China has adopted a new cybersecurity law which has been criticized by foreign commenters as worsening the censorship already employed by China. Some companies have also expressed concerned that they will have to deal with unfair restrictions compared to Chinese companies. Improving cybersecurity has been a major goal of Chinese President Xi Jinping since he came into power four years ago. This law is the latest in a series of major laws pushed by Jinping to address security concerns.
A key element of the law that has foreign companies concerned is the requirement that all hardware and software used in critical infrastructure will be subject to security reviews by the Chinese government in order to ensure that they are “secure and reliable.” Areas that are defined in the law as critical infrastructure include telecommunications, energy, transportation, information services and finance. Some foreign companies believe that they will be forced to disclose proprietary source code or other trade secrets during the security reviews.
Early drafts of the law did explicitly require the disclosure of source code, but that requirement was removed after protests from foreign companies. However, the security reviews are vaguely defined and its not clear what they actually entail, which leaves some companies a little worried. Even if companies do not have to reveal their secrets to the Chinese government, there is also a fear that security reviews will be used to give Chinese companies an advantage, by unfairly applying security standards. A spokesman for the Cybersecurity Administration of China dismissed such concerns and stated:
Whenever we bring up secure and reliable…some of our friends, especially our foreign friends, their heads swell up. They see it as synonymous with trade barriers. This is a misunderstanding, a biased view.

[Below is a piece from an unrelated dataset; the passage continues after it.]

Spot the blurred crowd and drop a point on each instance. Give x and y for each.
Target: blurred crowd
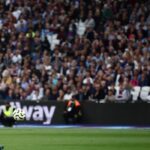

Another provision of the law is a requirement that all companies offering critical infrastructure must store their data within China unless they get special permission from the Chinese government. This could seriously impact companies which currently rely on data centers outside of China. Some companies already store data in China to a limited extent. For example, Apple stores user data of customers located in China on servers within the country. However, the law is vague and its not entirely clear what data is required to be stored within the country.
The law also makes censorship a matter of cybersecurity and imposes punishments on companies that allow unapproved content to circulate online. It requires network operators to provide technical support to authorities to assist in criminal investigations. The law also codifies into law some practices which have already been implemented in the past, including the ability of the government to restrict Internet access in specific regions during an emergency.